Era invierno del año 1982, la luna encendida en una plaza de un pueblo cualquiera. Una pandilla de veinte niños aprovechaban los últimos minutos del día jugando, a la luz de la luna, hasta la hora que sus madres les llamasen para ir a cenar. Un anciano llevó unas bolas a la plaza y le regalo una a cada niño.
Después les propuso que hicieran una señal con la inicial de su nombre a cada bola, las dejaran en el suelo y se fueran a la puerta de color verde que se encontraba a unos veinte metros de distancia de allí. Una vez allí les dijo: “tenéis hasta la hora de ir a cenar para que cada uno encuentre la bola, que lleva vuestra señal “. Aunque los niños de antes sabían jugar y tenían una imaginación desbordante se acercaron, a la luz de la luna y buscaron su bola, pero se acabó la hora de jugar y nadie había podido encontrar la suya.

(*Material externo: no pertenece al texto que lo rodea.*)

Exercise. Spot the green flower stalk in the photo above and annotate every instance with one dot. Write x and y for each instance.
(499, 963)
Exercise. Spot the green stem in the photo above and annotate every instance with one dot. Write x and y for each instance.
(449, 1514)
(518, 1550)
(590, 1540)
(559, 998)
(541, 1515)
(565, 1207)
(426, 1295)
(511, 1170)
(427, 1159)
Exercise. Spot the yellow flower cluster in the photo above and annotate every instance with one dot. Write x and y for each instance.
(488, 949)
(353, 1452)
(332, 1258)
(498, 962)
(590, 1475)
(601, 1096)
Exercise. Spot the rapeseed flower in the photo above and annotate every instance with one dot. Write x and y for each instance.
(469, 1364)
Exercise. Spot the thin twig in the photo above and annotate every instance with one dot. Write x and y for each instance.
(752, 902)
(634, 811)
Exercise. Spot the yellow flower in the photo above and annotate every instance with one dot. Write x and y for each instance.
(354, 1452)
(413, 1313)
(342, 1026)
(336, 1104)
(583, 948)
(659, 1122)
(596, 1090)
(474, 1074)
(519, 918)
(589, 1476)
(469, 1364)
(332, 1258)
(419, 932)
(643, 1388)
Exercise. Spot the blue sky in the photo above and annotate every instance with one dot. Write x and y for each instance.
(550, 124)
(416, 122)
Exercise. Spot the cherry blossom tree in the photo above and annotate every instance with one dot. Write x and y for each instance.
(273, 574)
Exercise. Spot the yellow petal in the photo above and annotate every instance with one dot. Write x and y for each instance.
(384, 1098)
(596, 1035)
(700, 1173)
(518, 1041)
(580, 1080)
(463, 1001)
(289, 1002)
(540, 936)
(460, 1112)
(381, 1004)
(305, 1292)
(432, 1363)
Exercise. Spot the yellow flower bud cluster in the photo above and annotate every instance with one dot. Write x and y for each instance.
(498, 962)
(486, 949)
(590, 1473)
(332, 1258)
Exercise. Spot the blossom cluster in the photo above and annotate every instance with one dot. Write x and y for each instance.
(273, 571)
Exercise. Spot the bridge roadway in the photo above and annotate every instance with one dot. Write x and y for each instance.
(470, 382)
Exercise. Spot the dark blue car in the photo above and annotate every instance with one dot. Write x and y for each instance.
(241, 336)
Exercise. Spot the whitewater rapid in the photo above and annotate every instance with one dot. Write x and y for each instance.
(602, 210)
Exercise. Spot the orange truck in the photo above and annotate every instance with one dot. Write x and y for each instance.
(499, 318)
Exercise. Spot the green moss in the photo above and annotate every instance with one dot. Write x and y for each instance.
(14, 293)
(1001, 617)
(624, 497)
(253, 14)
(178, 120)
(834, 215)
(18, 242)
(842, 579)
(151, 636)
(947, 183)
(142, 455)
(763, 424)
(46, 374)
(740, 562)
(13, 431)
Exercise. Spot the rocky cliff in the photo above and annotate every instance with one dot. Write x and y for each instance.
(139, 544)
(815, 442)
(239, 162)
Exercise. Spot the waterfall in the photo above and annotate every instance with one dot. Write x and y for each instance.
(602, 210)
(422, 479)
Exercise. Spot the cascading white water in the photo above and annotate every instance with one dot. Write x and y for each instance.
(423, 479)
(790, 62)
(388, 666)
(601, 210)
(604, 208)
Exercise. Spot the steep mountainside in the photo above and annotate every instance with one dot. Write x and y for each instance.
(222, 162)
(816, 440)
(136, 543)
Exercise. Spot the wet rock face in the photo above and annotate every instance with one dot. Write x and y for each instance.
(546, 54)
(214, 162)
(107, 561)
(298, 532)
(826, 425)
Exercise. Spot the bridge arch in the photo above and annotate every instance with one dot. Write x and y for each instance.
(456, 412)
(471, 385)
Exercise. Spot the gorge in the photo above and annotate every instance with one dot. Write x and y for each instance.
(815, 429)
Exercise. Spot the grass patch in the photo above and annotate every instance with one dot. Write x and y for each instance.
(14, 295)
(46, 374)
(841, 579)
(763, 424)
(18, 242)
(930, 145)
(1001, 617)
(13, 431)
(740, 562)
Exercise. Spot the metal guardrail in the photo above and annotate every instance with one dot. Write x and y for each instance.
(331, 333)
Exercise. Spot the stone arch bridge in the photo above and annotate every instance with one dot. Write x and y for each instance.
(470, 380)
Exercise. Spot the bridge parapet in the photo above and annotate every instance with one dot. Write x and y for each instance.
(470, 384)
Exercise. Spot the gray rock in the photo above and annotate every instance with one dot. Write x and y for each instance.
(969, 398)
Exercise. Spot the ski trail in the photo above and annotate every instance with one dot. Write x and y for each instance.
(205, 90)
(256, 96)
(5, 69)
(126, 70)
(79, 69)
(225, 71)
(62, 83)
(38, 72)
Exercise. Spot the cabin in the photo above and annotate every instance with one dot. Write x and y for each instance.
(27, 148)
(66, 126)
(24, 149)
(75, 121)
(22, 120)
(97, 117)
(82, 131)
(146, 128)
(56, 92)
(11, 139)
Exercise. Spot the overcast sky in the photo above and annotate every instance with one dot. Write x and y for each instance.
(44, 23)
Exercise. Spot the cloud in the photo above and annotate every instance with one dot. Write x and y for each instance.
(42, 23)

Era verano del año 2020, uno de esos niños que jugaban en la plaza ahora ya era adulto. Repitió el juego que había aprendido cuando era un niño pero esta vez les dijo a sus hijas y amigas: «Tomen cualquier canica y entréguensela a la dueña , el nombre lo lleva anotado con su inicial «.
En apenas un par de minutos todas las niñas ya tenían su bola en la mano.
Finalmente, dijo el adulto: «Chicas, las canicas son como la felicidad. Nadie la va a encontrar buscando la suya solamente. En cambio, si cada uno se preocupa por la del otro, encuentra rápido la que le pertenece».
Como todos somos uno, será unidos que encontraremos la felicidad.